For people with OCD, these unwanted intrusive thoughts become ‘stuck’ because they are seen as meaningful. For example, a person with OCD may have an intrusive thought about harming a loved one, and worry that experiencing the thought means they are bad or dangerous in some way.

Myth: Everyone is ‘a little bit OCD’, right?

Fact: Whilst it can be common to like things to be organised, to doubt whether you’ve locked the door, or double check that the stove is off, these symptoms alone do not indicate a diagnosis of OCD. OCD is a serious mental health condition. It involves intense, distressing symptoms that can significantly interfere with a person’s wellbeing, relationships, and day-to-day functioning.

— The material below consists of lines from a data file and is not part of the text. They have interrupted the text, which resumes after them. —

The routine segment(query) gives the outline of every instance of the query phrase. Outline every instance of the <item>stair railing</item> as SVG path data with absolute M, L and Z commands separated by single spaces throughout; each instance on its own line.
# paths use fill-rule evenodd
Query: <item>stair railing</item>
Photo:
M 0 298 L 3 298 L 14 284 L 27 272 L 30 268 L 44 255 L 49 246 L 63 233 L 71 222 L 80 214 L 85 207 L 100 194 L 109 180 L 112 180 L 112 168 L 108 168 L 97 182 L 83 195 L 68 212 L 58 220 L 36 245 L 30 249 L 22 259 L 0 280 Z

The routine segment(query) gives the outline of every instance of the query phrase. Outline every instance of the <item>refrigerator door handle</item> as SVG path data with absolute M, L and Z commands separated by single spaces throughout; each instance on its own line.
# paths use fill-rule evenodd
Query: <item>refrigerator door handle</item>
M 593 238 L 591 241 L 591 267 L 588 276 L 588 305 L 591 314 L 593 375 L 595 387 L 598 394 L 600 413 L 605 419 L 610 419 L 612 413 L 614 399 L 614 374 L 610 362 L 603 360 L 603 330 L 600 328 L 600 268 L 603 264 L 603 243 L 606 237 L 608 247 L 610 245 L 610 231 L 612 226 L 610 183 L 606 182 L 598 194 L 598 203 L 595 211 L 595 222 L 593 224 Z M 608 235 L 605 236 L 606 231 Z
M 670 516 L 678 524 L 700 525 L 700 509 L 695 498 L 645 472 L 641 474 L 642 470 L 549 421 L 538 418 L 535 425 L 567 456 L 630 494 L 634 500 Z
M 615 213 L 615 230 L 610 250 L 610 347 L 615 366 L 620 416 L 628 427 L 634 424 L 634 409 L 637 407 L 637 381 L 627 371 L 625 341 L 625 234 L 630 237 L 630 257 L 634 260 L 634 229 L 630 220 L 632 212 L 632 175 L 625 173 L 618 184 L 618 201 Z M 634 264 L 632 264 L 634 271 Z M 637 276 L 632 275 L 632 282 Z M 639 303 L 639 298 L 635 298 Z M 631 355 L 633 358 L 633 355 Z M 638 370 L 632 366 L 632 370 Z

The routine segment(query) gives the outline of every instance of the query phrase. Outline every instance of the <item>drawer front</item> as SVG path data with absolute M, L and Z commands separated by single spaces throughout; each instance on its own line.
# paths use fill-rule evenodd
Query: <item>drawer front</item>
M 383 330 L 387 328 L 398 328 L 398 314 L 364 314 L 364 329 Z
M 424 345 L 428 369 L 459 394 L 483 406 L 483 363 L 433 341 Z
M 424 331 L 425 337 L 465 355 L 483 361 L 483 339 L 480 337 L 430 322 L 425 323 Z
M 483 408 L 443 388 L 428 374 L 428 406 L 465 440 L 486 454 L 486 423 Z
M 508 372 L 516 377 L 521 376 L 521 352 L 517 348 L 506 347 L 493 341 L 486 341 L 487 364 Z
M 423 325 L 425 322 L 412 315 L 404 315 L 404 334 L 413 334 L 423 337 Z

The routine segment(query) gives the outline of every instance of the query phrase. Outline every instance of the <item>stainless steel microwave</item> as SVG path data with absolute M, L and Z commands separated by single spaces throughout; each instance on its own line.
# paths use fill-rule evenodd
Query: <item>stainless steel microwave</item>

Using the term OCD incorrectly is unhelpful and can be invalidating to the very real struggles of coping with unwanted obsessive thoughts and related compulsions.

Myth: People with OCD have to learn to live with it

Fact: People with OCD do not have to suffer alone. There are accessible, evidence-based treatments available. Cognitive Behaviour Therapy (CBT) is one of the most effective treatments for OCD. The primary component of CBT for OCD is exposure and response prevention, which involves exposure to obsessive thoughts and feared situations without using compulsions. This allows patients to learn that having an obsessive thought does not change the likelihood of the thought coming true, and that compulsions do not protect them or others from bad things happening.

Many people also find medication to help in reducing their OCD symptom severity as well as improving overall mood and functioning. With effective treatment, people can get back in control of their lives.

It is rewarding to see my clients make lasting change as I support them in gradually facing their fears and doing things, they have not been able to do for a long time. I recognise that it takes a lot of bravery to seek support for OCD treatment – it is a privilege to work with people who are willing to discuss unwanted thoughts, learn to approach these in a different way, and to witness the positive change that follows.